Sono troppo destabilizzanti gli appagamenti raggiunti fuori dalla norma.
— Chirù, Michela Murgia
Non conosco tanti modi per stare vicino a un’amica in difficoltà. Ho una vita sufficientemente semplice e fortunata che per ora mi ha evitato un certo tipo di esperienza. Quella più o meno traumatica, intendo.
In assenza di particolari qualifiche mediche, il mio stare vicino è a metà strada tra una silenziosa spalla su cui piangere e una lieve sdrammatizzazione degli eventi che sto ascoltando, con il solo obiettivo di vedere l’amica tornare a sorridere nonostante tutto.
Un aspetto interessante di questo mio modo di offrire conforto è che mentre provo a mettermi a disposizione per un’altra persona vedo me stesso con occhi diversi. Non posso dire con assoluta certezza di vedermi attraverso i suoi occhi, ma è comunque un punto di vista esterno a me, uno sguardo puntato su ciò che di me abitualmente non vedo.

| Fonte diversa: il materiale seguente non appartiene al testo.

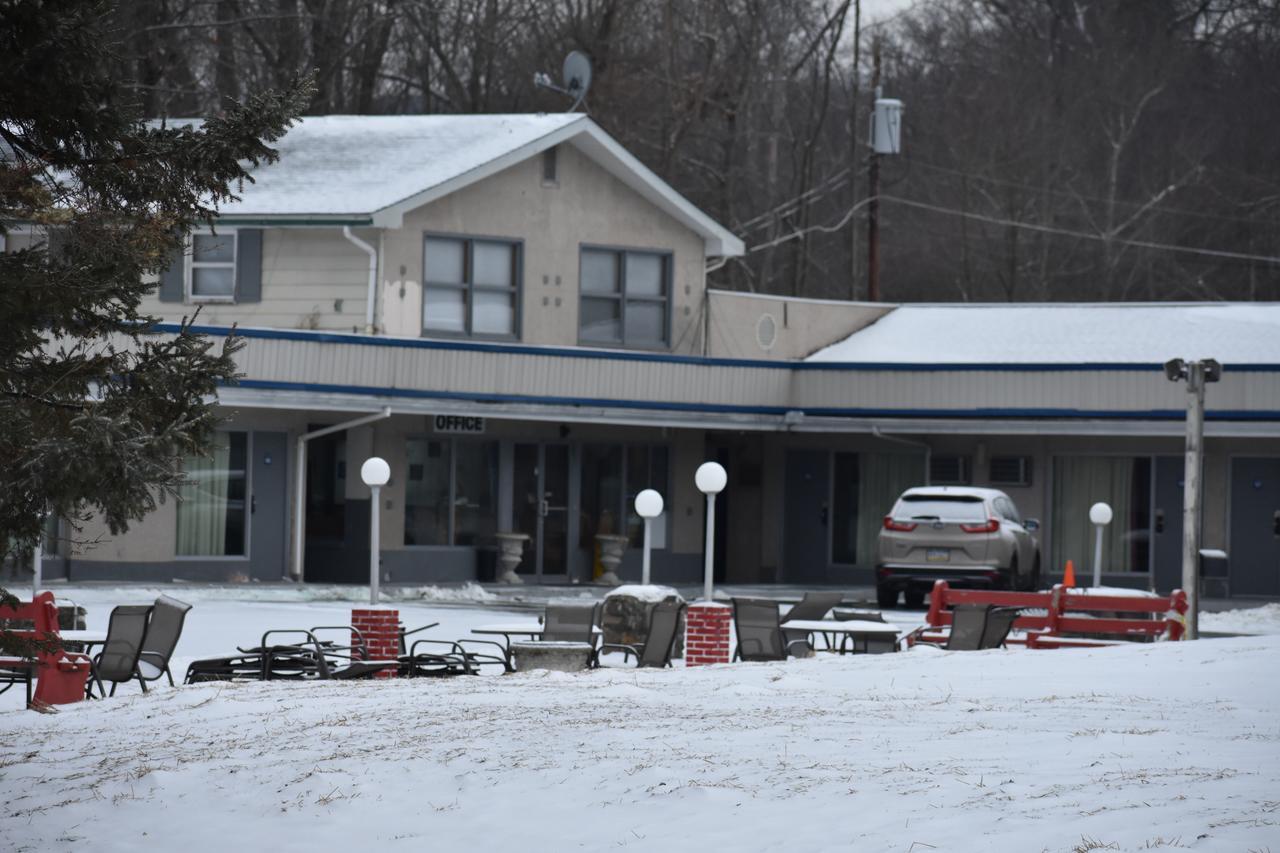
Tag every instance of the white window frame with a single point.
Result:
(192, 265)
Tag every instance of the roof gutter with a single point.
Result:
(373, 276)
(928, 451)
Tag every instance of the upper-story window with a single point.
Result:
(211, 268)
(625, 297)
(470, 286)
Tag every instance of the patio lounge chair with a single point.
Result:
(455, 661)
(118, 661)
(759, 632)
(661, 641)
(570, 623)
(978, 626)
(813, 606)
(163, 632)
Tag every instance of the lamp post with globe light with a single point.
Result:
(711, 479)
(1100, 514)
(648, 507)
(375, 473)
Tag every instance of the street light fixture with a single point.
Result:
(1100, 514)
(648, 507)
(375, 473)
(711, 479)
(1197, 375)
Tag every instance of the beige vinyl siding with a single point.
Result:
(312, 278)
(1073, 389)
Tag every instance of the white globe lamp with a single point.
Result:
(648, 507)
(711, 479)
(375, 473)
(1100, 514)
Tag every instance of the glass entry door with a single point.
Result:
(540, 498)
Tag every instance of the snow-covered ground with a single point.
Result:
(1173, 744)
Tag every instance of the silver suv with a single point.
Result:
(968, 537)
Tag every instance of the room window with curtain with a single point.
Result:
(612, 477)
(625, 297)
(1124, 483)
(647, 468)
(451, 496)
(211, 519)
(470, 286)
(213, 267)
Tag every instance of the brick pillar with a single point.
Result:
(380, 628)
(707, 633)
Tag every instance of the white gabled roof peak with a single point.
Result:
(379, 167)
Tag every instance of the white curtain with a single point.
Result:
(881, 479)
(202, 506)
(1079, 482)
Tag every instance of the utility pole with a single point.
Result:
(854, 150)
(1197, 375)
(873, 192)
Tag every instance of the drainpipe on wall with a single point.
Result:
(928, 451)
(300, 486)
(373, 276)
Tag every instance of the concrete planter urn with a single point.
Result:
(612, 547)
(511, 551)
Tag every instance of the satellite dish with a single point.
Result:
(576, 76)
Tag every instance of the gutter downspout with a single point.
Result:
(928, 451)
(373, 276)
(300, 484)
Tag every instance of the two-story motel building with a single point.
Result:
(513, 311)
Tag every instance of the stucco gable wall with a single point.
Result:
(585, 206)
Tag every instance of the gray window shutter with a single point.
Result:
(170, 281)
(248, 265)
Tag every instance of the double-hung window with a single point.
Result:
(625, 297)
(213, 267)
(470, 286)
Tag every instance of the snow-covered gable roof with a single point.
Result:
(1080, 333)
(375, 168)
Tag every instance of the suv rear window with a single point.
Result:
(945, 507)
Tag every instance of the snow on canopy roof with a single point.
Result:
(1068, 333)
(378, 167)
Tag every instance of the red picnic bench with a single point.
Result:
(1061, 615)
(59, 676)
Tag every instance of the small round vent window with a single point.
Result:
(766, 331)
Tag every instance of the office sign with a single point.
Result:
(458, 424)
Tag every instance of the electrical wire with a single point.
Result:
(827, 229)
(1079, 235)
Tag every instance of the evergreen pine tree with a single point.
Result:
(96, 411)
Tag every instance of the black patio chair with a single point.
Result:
(813, 606)
(416, 664)
(118, 661)
(759, 632)
(168, 616)
(661, 641)
(968, 629)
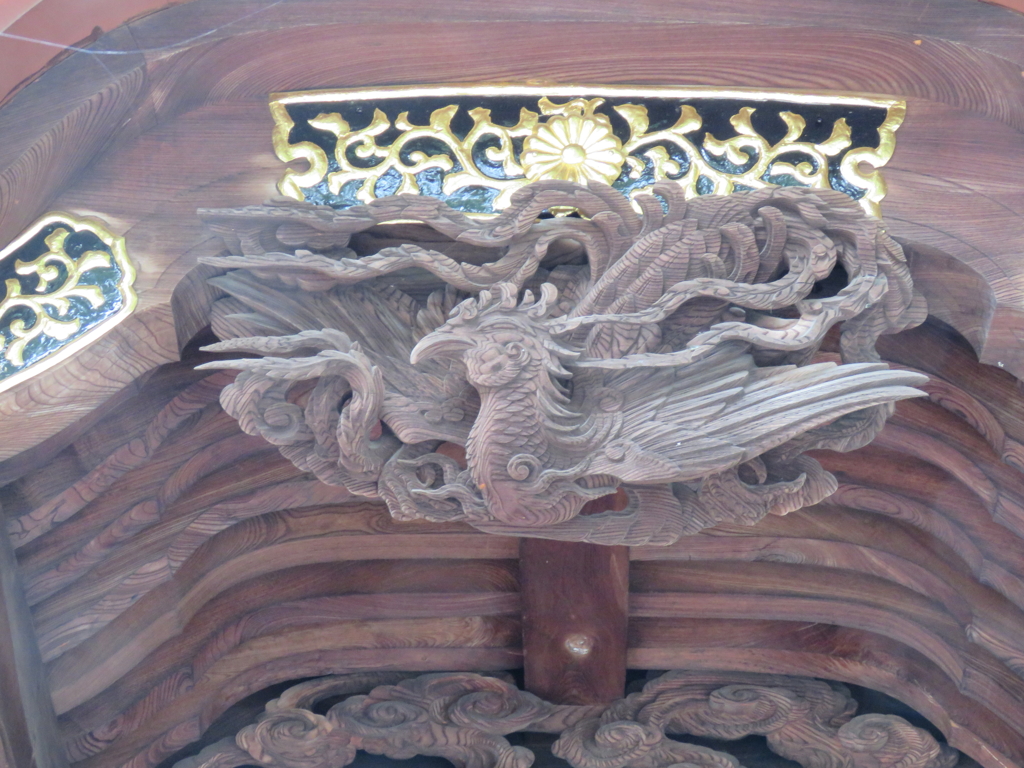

È come se ascoltare un’amica in difficoltà portasse con sé un insegnamento. Come se il suo dolore mi mettesse di fronte a una maestra e io, inadeguato e capace solo di impacciato supporto, diventassi il suo allievo. Va da sé che l’intenzione dietro al mio aiuto non è quella di strumentalizzare la sofferenza che ho davanti per ricavarne piacere. È innegabile, tuttavia, che più intenso diventa il reciproco scambio di parole e silenzi, maggiore è la probabilità che io scopra qualcosa di nuovo sul mio conto.
Leggendo Chirù di Michela Murgia ho ritrovato questa ambigua sensazione con una precisione glaciale. Eleonora, voce narrante e protagonista del romanzo, si propone come maestra per giovani allievi nei quali lei, e per lo più solo lei, riconosce un’intelligenza diversa dalla media. Si pone come loro mentore esistenziale, accompagnandoli alla scoperta di se stessi in un mondo il cui limite precipuo è la prospettiva che lei, dolce e severa, impone loro.
Nel fare questo Eleonora incontra e spesso si scontra con qualcosa di sé che o non sapeva di conoscere o aveva a lungo tentato di rimuovere. Così facendo, il suo passato si intreccia a più riprese con il presente. Non si tratta, però, di fornire uno sfondo storico alla vicenda. Il passato, ineludibile e rigoroso, determina ogni singolo passo che Eleonora compie, sia esso reticente o schietto. In fin dei conti Eleonora sta fuggendo dalla stessa cosa a cui ritorna in continuazione, inevitabilmente, ossia se stessa.
È interessante la titubanza con cui Eleonora fatica ad accettare di essere stata cambiata dai propri allievi. Certamente riconosce l’impatto che ognuno di loro ha avuto su di lei, e non si nega la soddisfazione di avere cambiato la loro vita, ma il rapporto con quello che rimane di lei dopo ogni allievo è un processo aperto, in perenne via di definizione. Più si avvicina a loro, più impara di sé.
Il problema di Eleonora è che la lezione appresa sembra non bastarle mai. Anche quando mette da parte il desiderio per l’ultima volta, sacrificandolo per la promessa di una sicura stabilità, sta solo tenacemente illudendo se stessa con la speranza di avere sotto controllo la sola cosa che non riesce a controllare. La stessa alla quale, dopotutto, è costretta a ritornare: se stessa.
Chirù non è stata una lettura facile perché anch’io, come Eleonora, vacillo se messo di fronte all’ignoto in me. Accettare di dovermi ancora conoscere del tutto è la lezione che devo fare mia, unitamente alla consapevolezza che non smetterò mai di scoprirmi.
Non credo sia un caso, dunque, che sia stata proprio un’amica in difficoltà ad avermi consigliato questo libro.
Chi è infelice ha tutto da guadagnare, perché è dai baratri che si può sognare il cielo. Chi è felice ha invece tutto da perdere.